Here's what's going on here: all three of the sublists are actually pointers to the same list. Here is a similar example:
>>> a = [1, 2, 3] >>> m = [a, a] >>> m [[1, 2, 3], [1, 2, 3]] >>> a[0] = 7 >>> m [[7, 2, 3], [7, 2, 3]]
The line m = [a, a] creates a list with
two elements, each of which is a pointer to the list a.
When a changes, the change is visible in
m.
With that understanding, let's revisit our attempt to create a 3 x 3 matrix of zeros:
>>> m = 3 * [3 * [0]] >>> m [[0, 0, 0], [0, 0, 0], [0, 0, 0]]
This code constructs a single list with three zeroes (3
* [0]), and then repeats it 3 times, however the repetition
does not copy the list - it merely makes three pointers to the
same list. And so an update to any matrix element will actually be
visible in three places in the matrix.
Here's a correct way to make a 3 x 3 matrix of zeroes:
m = []
for i in range(3):
m.append(3 * [0])This may seem like more work, though later in this course we'll see how we can write even this form in a single line.
In Python, and in almost every other programming language, we may define our own functions. As a simple example, here's a function that takes an integer 'n' and a string 's', and prints the string n times:
def printout(n, s):
for i in range(n):
print(s)
We use the keyword def to define a
function in Python. In this example, n and s are parameters to
the function. When we call the function, we will
pass values for n and s. Values passed to a function are
sometimes called an arguments. (Programmers sometimes use the
terms "parameter" and "argument" more or less
interchangeably.)
Let's put this function in a file called
printout.py. We can run Python on this
file and specify the '-i' parameter,
which means that Python should read the file and then remain in an
interactive session. In that session, we can call the function as we
like:
$ python -i printout.py >>> printout(5, 'hi') hi hi hi hi hi >>>
A function may return a value. For example:
def add(x, y, z):
return x + y + z + 10
>>> add(2, 4, 6)
22
Note that the return statement will exit
a function immediately, even from within the body of a loop or
nested loop. This is often convenient. For example, let's write a
function to determine whether an integer is prime:
def is_prime(n):
if n < 2:
return False
for i in range(2, n):
if n % i == 0: # i is a factor of n
return False # n is composite
return True # n is primeWhen we wrote this code before in our algorithms class, we used a boolean variable:
prime = True
for i in range(2, n):
if n % i == 0:
prime = False
breakWith a function, the boolean is not needed; arguably this makes the code simpler.

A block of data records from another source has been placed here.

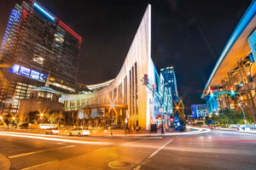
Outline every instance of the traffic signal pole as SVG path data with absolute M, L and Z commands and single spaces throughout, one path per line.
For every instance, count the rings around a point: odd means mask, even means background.
M 152 93 L 153 93 L 153 96 L 154 94 L 156 96 L 160 105 L 160 113 L 161 113 L 161 117 L 162 117 L 162 128 L 161 128 L 161 133 L 165 133 L 165 130 L 164 130 L 164 116 L 163 116 L 163 105 L 162 105 L 162 101 L 160 100 L 160 97 L 158 96 L 158 94 L 155 93 L 154 88 L 149 88 L 148 85 L 149 84 L 149 79 L 148 77 L 148 74 L 144 74 L 144 76 L 141 79 L 141 81 L 143 82 L 143 85 L 145 85 Z

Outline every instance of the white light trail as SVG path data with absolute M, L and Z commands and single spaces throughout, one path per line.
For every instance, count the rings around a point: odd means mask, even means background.
M 103 144 L 103 145 L 110 145 L 112 143 L 109 142 L 90 142 L 90 141 L 84 141 L 84 140 L 72 140 L 72 139 L 55 139 L 49 137 L 41 137 L 39 134 L 36 136 L 36 134 L 33 135 L 19 135 L 15 133 L 8 133 L 6 132 L 0 132 L 0 135 L 3 136 L 14 136 L 14 137 L 20 137 L 20 138 L 28 138 L 28 139 L 43 139 L 43 140 L 51 140 L 51 141 L 58 141 L 58 142 L 68 142 L 68 143 L 74 143 L 74 144 Z M 45 136 L 45 135 L 42 135 Z

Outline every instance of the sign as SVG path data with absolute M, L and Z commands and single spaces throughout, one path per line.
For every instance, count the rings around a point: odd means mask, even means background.
M 219 92 L 214 92 L 214 95 L 221 95 L 221 94 L 230 94 L 229 91 L 219 91 Z
M 105 116 L 105 108 L 92 109 L 90 117 Z
M 160 108 L 159 108 L 159 112 L 162 113 L 163 111 L 164 111 L 163 107 L 160 107 Z
M 253 60 L 256 61 L 256 29 L 248 37 L 248 42 L 252 50 Z
M 79 118 L 84 119 L 84 110 L 79 110 Z

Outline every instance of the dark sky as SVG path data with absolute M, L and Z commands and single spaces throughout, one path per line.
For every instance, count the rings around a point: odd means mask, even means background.
M 0 0 L 0 40 L 20 0 Z M 205 103 L 202 90 L 250 0 L 41 0 L 83 38 L 79 82 L 115 77 L 148 3 L 152 5 L 152 60 L 174 66 L 186 109 Z

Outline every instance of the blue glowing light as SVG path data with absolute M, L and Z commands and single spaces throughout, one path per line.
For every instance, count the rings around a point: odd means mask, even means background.
M 14 65 L 9 70 L 9 72 L 20 75 L 22 76 L 35 79 L 40 82 L 45 82 L 47 76 L 37 71 L 33 71 L 19 65 Z
M 40 12 L 42 12 L 45 16 L 47 16 L 49 20 L 51 20 L 52 21 L 55 21 L 55 18 L 51 15 L 50 14 L 49 14 L 43 7 L 41 7 L 38 3 L 37 3 L 36 2 L 33 3 L 34 7 L 36 7 L 36 8 L 38 8 Z

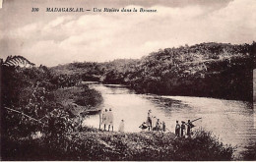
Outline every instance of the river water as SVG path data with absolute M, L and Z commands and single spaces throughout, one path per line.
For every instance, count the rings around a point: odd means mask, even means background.
M 195 129 L 211 131 L 221 141 L 237 146 L 237 151 L 245 149 L 256 140 L 255 112 L 251 104 L 205 97 L 160 96 L 136 94 L 122 85 L 90 84 L 103 97 L 102 109 L 112 109 L 114 131 L 120 121 L 125 121 L 125 132 L 140 132 L 139 126 L 146 121 L 148 111 L 164 121 L 166 128 L 174 133 L 176 120 L 194 120 Z M 84 125 L 98 128 L 99 116 L 92 115 Z

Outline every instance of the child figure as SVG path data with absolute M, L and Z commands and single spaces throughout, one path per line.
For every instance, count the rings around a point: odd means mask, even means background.
M 121 120 L 121 123 L 119 125 L 118 132 L 121 132 L 121 133 L 124 132 L 124 120 L 123 119 Z

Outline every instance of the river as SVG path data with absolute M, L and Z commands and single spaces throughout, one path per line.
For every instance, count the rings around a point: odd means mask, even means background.
M 256 140 L 255 112 L 251 104 L 242 101 L 205 97 L 160 96 L 136 94 L 122 85 L 90 84 L 102 94 L 102 109 L 111 108 L 114 116 L 114 131 L 120 121 L 125 121 L 125 132 L 140 132 L 139 126 L 146 121 L 151 109 L 153 116 L 164 121 L 166 128 L 174 132 L 175 122 L 194 120 L 195 129 L 211 131 L 221 141 L 245 149 Z M 98 115 L 92 115 L 84 125 L 98 128 Z

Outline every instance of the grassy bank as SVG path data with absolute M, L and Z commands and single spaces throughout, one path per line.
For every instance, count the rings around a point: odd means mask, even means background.
M 57 139 L 58 138 L 58 139 Z M 64 136 L 8 140 L 3 160 L 231 160 L 234 149 L 211 133 L 108 133 L 84 128 Z

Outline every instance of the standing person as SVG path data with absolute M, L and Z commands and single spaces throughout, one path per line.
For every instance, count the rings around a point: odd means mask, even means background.
M 103 125 L 104 112 L 105 110 L 101 110 L 99 113 L 99 130 L 101 129 L 101 125 Z
M 103 113 L 102 124 L 104 125 L 104 131 L 105 131 L 105 126 L 108 125 L 108 112 L 107 112 L 107 109 L 105 109 L 105 112 Z
M 142 129 L 142 131 L 143 131 L 148 128 L 148 125 L 146 124 L 146 122 L 143 122 L 143 124 L 139 128 Z
M 190 120 L 187 122 L 187 135 L 188 137 L 191 137 L 192 128 L 195 127 Z
M 160 131 L 160 119 L 158 119 L 157 123 L 156 123 L 156 130 L 157 131 Z
M 166 126 L 165 126 L 165 122 L 162 121 L 162 132 L 164 133 L 166 131 Z
M 121 120 L 121 123 L 119 125 L 118 132 L 121 132 L 121 133 L 124 132 L 124 120 L 123 119 Z
M 183 137 L 185 135 L 186 126 L 184 121 L 182 121 L 181 123 L 181 137 Z
M 175 135 L 176 136 L 180 136 L 180 125 L 178 124 L 178 121 L 176 121 Z
M 152 130 L 152 115 L 151 115 L 152 111 L 149 110 L 148 112 L 148 118 L 147 118 L 147 125 L 148 125 L 148 128 L 149 128 L 149 131 Z
M 113 116 L 113 112 L 112 109 L 109 109 L 108 112 L 108 131 L 110 130 L 110 127 L 112 127 L 112 132 L 114 131 L 114 126 L 113 126 L 113 122 L 114 122 L 114 116 Z

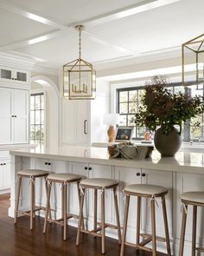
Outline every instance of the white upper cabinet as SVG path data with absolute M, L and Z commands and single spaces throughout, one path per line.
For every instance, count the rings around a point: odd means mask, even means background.
M 0 81 L 18 84 L 29 84 L 29 73 L 23 69 L 0 66 Z
M 0 144 L 29 142 L 29 90 L 0 88 Z

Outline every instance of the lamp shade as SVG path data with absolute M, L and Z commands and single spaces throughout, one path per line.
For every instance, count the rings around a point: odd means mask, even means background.
M 103 123 L 106 125 L 119 124 L 119 114 L 104 114 Z

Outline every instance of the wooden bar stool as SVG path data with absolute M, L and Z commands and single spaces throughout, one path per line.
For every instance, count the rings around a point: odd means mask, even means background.
M 47 205 L 46 205 L 46 214 L 44 220 L 44 228 L 43 233 L 46 233 L 47 222 L 54 222 L 59 224 L 63 226 L 63 240 L 67 240 L 67 220 L 70 218 L 79 218 L 79 216 L 67 213 L 67 185 L 70 183 L 76 182 L 77 183 L 77 190 L 79 196 L 79 205 L 80 200 L 80 181 L 81 181 L 82 176 L 73 174 L 49 174 L 46 181 L 48 182 L 48 197 L 47 197 Z M 50 220 L 48 218 L 48 212 L 50 209 L 50 194 L 51 187 L 53 183 L 60 183 L 61 184 L 61 218 L 58 220 Z
M 124 255 L 124 245 L 133 246 L 137 250 L 144 250 L 151 252 L 153 256 L 156 255 L 156 240 L 166 242 L 168 256 L 170 256 L 170 243 L 169 235 L 169 227 L 167 221 L 166 213 L 166 201 L 165 195 L 168 194 L 168 189 L 163 187 L 147 185 L 147 184 L 133 184 L 126 187 L 124 190 L 126 196 L 125 209 L 124 209 L 124 233 L 122 237 L 122 245 L 120 256 Z M 131 195 L 137 197 L 137 240 L 136 244 L 125 242 L 126 232 L 127 232 L 127 221 L 128 221 L 128 212 Z M 151 229 L 152 234 L 145 234 L 140 233 L 140 217 L 141 217 L 141 198 L 150 199 L 150 208 L 151 208 Z M 156 237 L 156 213 L 155 213 L 155 200 L 157 197 L 162 198 L 163 220 L 166 238 Z M 140 237 L 145 240 L 140 242 Z M 152 249 L 145 246 L 148 243 L 152 241 Z
M 46 179 L 48 175 L 48 171 L 38 170 L 38 169 L 21 170 L 17 173 L 17 194 L 16 194 L 16 199 L 14 223 L 16 223 L 17 213 L 19 213 L 30 217 L 30 229 L 33 229 L 33 219 L 35 216 L 35 212 L 42 210 L 42 209 L 44 210 L 43 207 L 36 207 L 35 206 L 35 181 L 36 178 L 41 178 L 41 177 L 44 177 Z M 18 210 L 22 178 L 30 179 L 30 209 L 29 211 Z M 48 187 L 47 187 L 46 182 L 45 182 L 45 187 L 46 187 L 46 193 L 47 193 Z
M 120 222 L 119 222 L 119 213 L 118 213 L 118 206 L 117 200 L 117 187 L 118 186 L 118 182 L 114 180 L 109 179 L 101 179 L 101 178 L 93 178 L 93 179 L 86 179 L 83 180 L 80 182 L 81 188 L 81 200 L 80 200 L 80 220 L 78 225 L 77 231 L 77 239 L 76 245 L 80 244 L 80 233 L 90 233 L 93 236 L 101 237 L 101 252 L 105 253 L 105 227 L 111 227 L 114 229 L 118 229 L 118 243 L 121 243 L 121 232 L 120 232 Z M 83 220 L 83 206 L 84 206 L 84 199 L 85 199 L 85 190 L 86 188 L 92 188 L 94 190 L 94 214 L 93 214 L 93 230 L 88 231 L 81 227 L 81 222 Z M 105 191 L 106 189 L 113 189 L 113 196 L 114 196 L 114 204 L 116 210 L 116 220 L 117 225 L 106 224 L 105 222 Z M 101 190 L 101 222 L 97 222 L 97 195 L 98 190 Z M 99 226 L 99 227 L 98 227 Z M 101 231 L 101 233 L 98 232 Z
M 197 207 L 204 207 L 204 192 L 186 192 L 182 195 L 182 222 L 180 238 L 179 256 L 183 255 L 184 239 L 186 232 L 187 210 L 188 206 L 193 206 L 193 225 L 192 225 L 192 256 L 195 256 L 195 252 L 204 253 L 204 248 L 196 247 L 196 224 L 197 224 Z

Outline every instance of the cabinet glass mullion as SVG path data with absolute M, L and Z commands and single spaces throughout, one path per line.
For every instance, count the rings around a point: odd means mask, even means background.
M 30 95 L 30 138 L 31 142 L 38 144 L 40 148 L 44 144 L 44 98 L 43 94 Z

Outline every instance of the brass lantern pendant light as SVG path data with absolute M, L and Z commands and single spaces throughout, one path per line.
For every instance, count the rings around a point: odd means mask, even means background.
M 64 96 L 70 100 L 94 99 L 96 94 L 96 73 L 92 65 L 81 58 L 82 25 L 79 31 L 79 58 L 63 66 Z

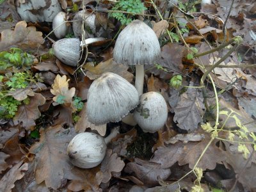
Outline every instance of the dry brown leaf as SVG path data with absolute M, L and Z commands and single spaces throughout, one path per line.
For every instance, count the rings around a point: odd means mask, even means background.
M 206 19 L 204 19 L 202 16 L 200 15 L 198 20 L 195 20 L 195 24 L 198 29 L 204 28 L 208 24 L 208 21 Z
M 11 47 L 31 50 L 44 43 L 42 33 L 36 31 L 34 26 L 27 27 L 24 20 L 17 23 L 14 30 L 6 29 L 1 33 L 0 51 Z
M 191 169 L 193 168 L 199 157 L 207 145 L 210 138 L 209 136 L 200 142 L 189 142 L 184 146 L 183 152 L 179 160 L 179 165 L 189 164 Z M 216 141 L 214 141 L 209 146 L 197 167 L 203 170 L 214 170 L 217 163 L 221 164 L 225 157 L 223 151 L 216 145 Z
M 0 152 L 0 173 L 3 171 L 9 168 L 10 166 L 7 164 L 5 160 L 10 157 L 10 155 L 6 154 L 4 152 Z
M 84 67 L 87 70 L 86 76 L 91 80 L 93 80 L 100 77 L 103 73 L 106 72 L 116 74 L 129 82 L 132 81 L 133 75 L 127 71 L 128 67 L 122 64 L 116 64 L 113 61 L 113 58 L 105 62 L 100 62 L 96 67 L 92 67 L 90 64 L 86 64 Z
M 47 188 L 57 189 L 60 187 L 65 173 L 74 169 L 66 151 L 75 135 L 74 129 L 64 129 L 60 125 L 40 130 L 40 142 L 29 149 L 30 153 L 36 155 L 35 178 L 38 184 L 44 181 Z
M 104 173 L 102 182 L 107 183 L 112 177 L 111 172 L 120 172 L 125 166 L 124 161 L 112 153 L 112 150 L 108 150 L 101 163 L 100 171 Z
M 157 23 L 154 21 L 152 21 L 152 22 L 153 23 L 153 31 L 157 38 L 164 34 L 169 26 L 169 24 L 166 20 L 161 20 Z
M 139 180 L 148 186 L 157 184 L 159 179 L 164 180 L 171 174 L 170 169 L 162 168 L 160 164 L 138 158 L 134 159 L 134 162 L 128 163 L 124 171 L 128 173 L 134 173 Z
M 72 118 L 72 108 L 70 106 L 58 106 L 55 107 L 53 116 L 58 116 L 58 118 L 54 121 L 54 125 L 60 125 L 61 126 L 67 125 L 72 127 L 74 121 Z
M 200 35 L 190 35 L 184 38 L 184 40 L 187 44 L 197 44 L 201 42 L 202 38 L 204 38 L 204 37 Z
M 22 127 L 29 130 L 36 125 L 35 120 L 41 116 L 38 106 L 45 102 L 45 98 L 40 93 L 35 93 L 35 96 L 30 97 L 28 104 L 22 104 L 19 106 L 18 111 L 13 117 L 15 125 L 22 123 Z
M 11 192 L 14 188 L 16 180 L 20 180 L 24 175 L 24 171 L 28 170 L 28 163 L 23 164 L 23 161 L 16 164 L 0 180 L 0 191 Z
M 50 61 L 50 62 L 41 62 L 36 65 L 33 66 L 33 68 L 37 69 L 39 71 L 51 70 L 53 72 L 57 72 L 60 70 L 57 65 Z
M 17 100 L 23 100 L 28 98 L 28 96 L 35 96 L 35 93 L 31 86 L 26 88 L 17 89 L 15 91 L 8 92 L 6 95 L 12 95 Z
M 107 129 L 106 124 L 96 126 L 88 120 L 86 115 L 86 103 L 84 103 L 83 109 L 79 113 L 79 116 L 80 118 L 75 126 L 76 131 L 83 132 L 87 128 L 90 128 L 92 130 L 96 130 L 98 133 L 102 136 L 106 134 L 106 131 Z
M 58 97 L 64 97 L 64 103 L 69 104 L 72 102 L 72 98 L 75 95 L 76 88 L 72 87 L 68 89 L 68 81 L 70 79 L 67 80 L 67 76 L 63 76 L 61 77 L 59 74 L 57 75 L 54 79 L 54 84 L 52 84 L 52 89 L 51 93 L 55 95 L 52 100 L 57 102 Z
M 202 95 L 198 92 L 196 88 L 188 88 L 174 108 L 173 121 L 178 122 L 177 126 L 182 129 L 193 131 L 202 121 L 204 106 Z

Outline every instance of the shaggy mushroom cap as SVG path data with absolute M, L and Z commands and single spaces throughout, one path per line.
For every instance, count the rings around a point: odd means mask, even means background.
M 153 64 L 160 53 L 155 32 L 143 22 L 134 20 L 119 34 L 113 59 L 118 63 L 129 65 Z
M 135 121 L 144 132 L 155 132 L 167 120 L 167 104 L 160 93 L 147 92 L 140 97 L 140 104 L 133 114 Z
M 106 72 L 94 80 L 87 95 L 89 122 L 102 125 L 120 121 L 139 102 L 136 88 L 121 76 Z

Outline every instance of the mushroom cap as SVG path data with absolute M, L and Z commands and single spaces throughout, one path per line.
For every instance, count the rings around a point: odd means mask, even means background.
M 58 38 L 64 37 L 68 33 L 68 26 L 63 23 L 66 20 L 66 13 L 63 12 L 58 13 L 53 19 L 52 29 L 54 29 L 53 33 Z
M 102 161 L 106 148 L 105 140 L 101 136 L 93 132 L 81 132 L 69 143 L 67 153 L 74 165 L 90 168 Z
M 125 65 L 152 65 L 160 57 L 160 53 L 155 32 L 143 22 L 134 20 L 119 34 L 113 59 Z
M 77 66 L 80 59 L 80 40 L 77 38 L 62 38 L 52 45 L 54 55 L 61 62 Z
M 89 122 L 102 125 L 120 121 L 139 102 L 136 88 L 121 76 L 106 72 L 94 80 L 87 95 Z
M 164 97 L 157 92 L 142 94 L 133 116 L 144 132 L 155 132 L 162 128 L 167 120 L 166 102 Z

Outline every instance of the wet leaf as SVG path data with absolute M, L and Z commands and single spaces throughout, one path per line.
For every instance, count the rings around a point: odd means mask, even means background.
M 58 99 L 60 99 L 59 97 L 63 97 L 63 103 L 72 103 L 72 98 L 74 95 L 75 95 L 76 88 L 73 87 L 68 89 L 69 80 L 70 79 L 67 80 L 67 76 L 65 75 L 62 77 L 60 75 L 57 75 L 54 79 L 54 84 L 52 84 L 52 89 L 51 89 L 51 93 L 55 95 L 55 97 L 52 98 L 54 101 L 61 103 Z
M 160 164 L 138 158 L 135 158 L 134 162 L 128 163 L 124 171 L 128 173 L 134 173 L 139 180 L 148 186 L 158 184 L 159 179 L 165 180 L 171 174 L 170 169 L 162 168 Z
M 98 78 L 104 72 L 110 72 L 116 74 L 129 82 L 132 81 L 133 75 L 127 71 L 129 67 L 122 64 L 116 64 L 113 61 L 113 58 L 105 62 L 100 62 L 96 67 L 85 65 L 84 68 L 87 70 L 86 76 L 91 80 Z
M 10 155 L 0 152 L 0 173 L 2 173 L 3 171 L 5 171 L 6 169 L 10 167 L 10 165 L 5 161 L 9 157 Z
M 11 192 L 15 186 L 15 182 L 24 177 L 24 172 L 28 170 L 28 163 L 22 163 L 23 161 L 20 161 L 16 164 L 2 177 L 0 180 L 1 191 Z
M 117 157 L 117 154 L 108 150 L 100 166 L 100 171 L 104 173 L 102 182 L 107 183 L 112 177 L 111 172 L 120 172 L 125 166 L 124 161 Z
M 102 136 L 105 135 L 107 129 L 106 124 L 96 126 L 88 120 L 86 115 L 86 103 L 84 104 L 82 111 L 80 112 L 79 116 L 80 118 L 75 126 L 77 132 L 84 132 L 87 128 L 90 128 L 92 130 L 96 130 L 98 133 Z
M 202 121 L 202 115 L 204 106 L 202 96 L 198 89 L 189 88 L 180 96 L 180 99 L 174 108 L 173 121 L 182 129 L 193 131 Z
M 17 125 L 22 123 L 22 126 L 29 130 L 36 125 L 35 120 L 41 116 L 38 106 L 45 102 L 45 98 L 40 93 L 35 93 L 35 96 L 30 97 L 28 104 L 22 104 L 19 106 L 18 111 L 13 117 L 13 122 Z
M 74 129 L 61 126 L 40 130 L 40 141 L 35 143 L 29 152 L 36 155 L 35 178 L 38 184 L 44 181 L 47 188 L 56 189 L 65 179 L 65 173 L 73 169 L 66 155 L 69 141 L 75 136 Z
M 0 51 L 17 46 L 22 49 L 37 48 L 44 43 L 42 33 L 33 26 L 27 27 L 24 20 L 17 23 L 14 30 L 6 29 L 1 33 Z

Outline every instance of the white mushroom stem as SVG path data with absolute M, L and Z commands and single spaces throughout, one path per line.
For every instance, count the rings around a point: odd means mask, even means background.
M 104 138 L 106 144 L 108 145 L 108 143 L 109 143 L 110 141 L 112 140 L 112 139 L 115 138 L 118 133 L 119 133 L 119 127 L 115 127 L 112 129 L 111 132 L 108 135 L 108 136 Z
M 135 78 L 135 88 L 139 93 L 139 96 L 140 96 L 143 93 L 144 65 L 136 65 Z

If a function does not return a value explicitly,
then it will return None. Also, if a return
statement does not contain a value, it will return None. For example,
consider this function:
def prime_check(n):
for i in range(2, n):
if n % i == 0:
print('composite')
return
print('prime')Let's call it:
>>> prime_check(14) composite >>> prime_check(23) prime
In both cases the function returned None, and so the interactive interpreter didn't print any return value for the function.